According to Margus Vals, Member of the Management Board of Eesti Energia, cooperation with world-class specialists enables the implementation of the company’s strategic goals on its journey to carbon neutrality. Innovation clearly benefits in commercial terms as well. More than 90 per cent of the money invested in research and development last year remained in Estonia.
“Each Eesti Energia’s research and development project is unique in the world in one way or another, creating knowledge and skills that can reduce the environmental footprint of ourselves and our customers through smart and innovative solutions,” Mr Vals said. “For example, we have developed a unique solution for recycling plastic waste and stabilising the power network with renewable energy assets, among other things. It is important to note that virtually all our collaborative projects involve local research institutions, which means that we not only create this wisdom for ourselves but support the development of our universities and researchers as well.”

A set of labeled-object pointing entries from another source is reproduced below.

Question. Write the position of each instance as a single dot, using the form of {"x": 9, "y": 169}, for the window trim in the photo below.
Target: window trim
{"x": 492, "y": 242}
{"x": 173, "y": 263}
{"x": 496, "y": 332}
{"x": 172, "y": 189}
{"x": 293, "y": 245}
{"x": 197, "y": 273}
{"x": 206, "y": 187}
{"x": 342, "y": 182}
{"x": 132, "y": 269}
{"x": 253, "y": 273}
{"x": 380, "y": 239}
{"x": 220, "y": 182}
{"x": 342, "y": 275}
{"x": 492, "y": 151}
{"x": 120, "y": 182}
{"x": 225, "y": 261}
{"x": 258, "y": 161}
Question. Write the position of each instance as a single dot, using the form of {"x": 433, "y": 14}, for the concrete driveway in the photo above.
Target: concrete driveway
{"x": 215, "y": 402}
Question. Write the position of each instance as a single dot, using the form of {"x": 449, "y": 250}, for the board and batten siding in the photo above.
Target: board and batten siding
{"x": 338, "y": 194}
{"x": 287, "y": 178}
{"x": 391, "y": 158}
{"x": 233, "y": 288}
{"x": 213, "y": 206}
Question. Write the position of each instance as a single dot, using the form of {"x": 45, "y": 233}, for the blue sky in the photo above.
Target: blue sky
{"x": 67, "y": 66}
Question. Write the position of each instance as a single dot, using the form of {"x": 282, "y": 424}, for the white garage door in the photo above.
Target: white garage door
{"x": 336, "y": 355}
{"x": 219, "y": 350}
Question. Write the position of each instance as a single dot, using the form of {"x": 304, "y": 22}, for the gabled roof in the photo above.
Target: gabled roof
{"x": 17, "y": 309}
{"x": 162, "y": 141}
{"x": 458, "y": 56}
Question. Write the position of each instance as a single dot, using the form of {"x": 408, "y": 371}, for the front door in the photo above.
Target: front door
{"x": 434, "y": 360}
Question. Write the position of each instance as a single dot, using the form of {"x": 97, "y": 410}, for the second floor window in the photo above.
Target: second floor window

Eesti Energia works closely with local universities. First of all with Tallinn University of Technology, but also with the University of Tartu and the Estonian University of Life Sciences. In addition, the company cooperates in research and development with major international companies.
New applications are also being sought for their existing production capacities. For example, the company Auvere Power Plant and wind farms are connected through a virtual power plant platform into a fast-reacting energy reserve that can support energy security and security of supply. In this way, Auvere Power Plant provides the Finnish electricity market with an automatic frequency reserve service. Efforts are being made to make energy consumption and production more flexible by connecting assets at customers’ disposal to the virtual power plant and thus to the flexible markets. The work to increase the reliability of existing wind farms and to build the network of the future is significant.